Following the district courts competency finding, Mr. Lark filed a motion to appoint Dr. Thomas Fain, a forensic psychologist, to evaluate Mr. Larks sanity at the time of the alleged offenses. In his report, Dr. Fain opined that Mr. Lark “was laboring under a state of mental disorder at the time of [the] alleged offenses. ․ It is more likely than not, that Mr. Larks decisional ability to discern right from wrong was impaired by delusional thinking and poor impulse control due to the manic element of the mood disorder of a Bipolar nature, aggravated by the ingestion of methamphetamine.”
On February 12, 2019, the district court held a hearing on Mr. Larks sanity at the time of the charged offenses. The court-appointed experts, Dr. Richoux and Dr. Salcedo, submitted a written report to the district court agreeing with Dr. Fains opinion and recommending the district court find Mr. Lark legally insane at the time of the alleged offenses. After reviewing the reports of the three mental health experts, the district court found Mr.
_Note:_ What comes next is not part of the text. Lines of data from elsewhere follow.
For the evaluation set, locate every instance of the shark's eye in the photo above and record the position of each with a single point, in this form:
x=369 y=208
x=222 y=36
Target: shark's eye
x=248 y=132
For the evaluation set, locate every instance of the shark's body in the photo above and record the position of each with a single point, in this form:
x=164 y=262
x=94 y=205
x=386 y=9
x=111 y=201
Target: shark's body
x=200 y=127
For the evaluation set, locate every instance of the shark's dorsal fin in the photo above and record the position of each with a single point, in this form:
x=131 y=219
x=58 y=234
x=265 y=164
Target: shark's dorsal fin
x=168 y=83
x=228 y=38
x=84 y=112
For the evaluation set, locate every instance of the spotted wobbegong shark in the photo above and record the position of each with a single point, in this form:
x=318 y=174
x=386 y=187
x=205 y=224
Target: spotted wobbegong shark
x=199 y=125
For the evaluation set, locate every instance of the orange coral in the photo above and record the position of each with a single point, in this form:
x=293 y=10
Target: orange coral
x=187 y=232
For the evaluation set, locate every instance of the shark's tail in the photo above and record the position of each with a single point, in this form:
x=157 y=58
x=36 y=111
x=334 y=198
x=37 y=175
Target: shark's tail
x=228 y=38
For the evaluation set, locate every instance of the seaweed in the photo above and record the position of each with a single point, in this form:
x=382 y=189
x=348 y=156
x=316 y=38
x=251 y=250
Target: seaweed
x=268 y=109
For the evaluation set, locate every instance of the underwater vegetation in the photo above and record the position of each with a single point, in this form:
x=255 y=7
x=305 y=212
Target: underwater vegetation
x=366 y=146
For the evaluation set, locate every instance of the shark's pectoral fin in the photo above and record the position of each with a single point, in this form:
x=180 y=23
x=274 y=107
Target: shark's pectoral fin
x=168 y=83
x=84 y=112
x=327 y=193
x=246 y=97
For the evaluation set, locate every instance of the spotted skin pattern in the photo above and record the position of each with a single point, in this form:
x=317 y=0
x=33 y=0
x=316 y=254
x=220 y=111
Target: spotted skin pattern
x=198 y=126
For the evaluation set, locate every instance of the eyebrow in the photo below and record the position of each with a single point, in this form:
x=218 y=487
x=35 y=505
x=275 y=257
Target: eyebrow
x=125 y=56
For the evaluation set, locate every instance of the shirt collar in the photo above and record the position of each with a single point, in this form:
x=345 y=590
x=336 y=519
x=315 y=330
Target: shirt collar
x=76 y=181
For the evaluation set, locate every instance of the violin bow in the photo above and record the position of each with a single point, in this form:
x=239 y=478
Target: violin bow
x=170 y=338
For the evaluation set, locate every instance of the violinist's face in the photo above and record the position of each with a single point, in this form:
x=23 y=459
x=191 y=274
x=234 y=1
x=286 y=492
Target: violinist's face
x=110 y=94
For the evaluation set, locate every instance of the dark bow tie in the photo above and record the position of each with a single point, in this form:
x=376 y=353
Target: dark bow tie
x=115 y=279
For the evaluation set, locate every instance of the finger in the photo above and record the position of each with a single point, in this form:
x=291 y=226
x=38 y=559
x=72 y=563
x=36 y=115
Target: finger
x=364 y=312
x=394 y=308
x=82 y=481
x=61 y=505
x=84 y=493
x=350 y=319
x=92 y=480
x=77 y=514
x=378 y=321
Lark was insane at the time of the alleged offenses.
Following the insanity hearing, Mr. Lark filed several motions, including a motion to suppress. In the motion to suppress, Mr. Lark argued that the States documentary evidence included communications between the victim and Mr. Lark that are protected by the attorney-client privilege. The record contains no ruling by the district court on the motion to suppress.
The case came for trial on July 19, 2019.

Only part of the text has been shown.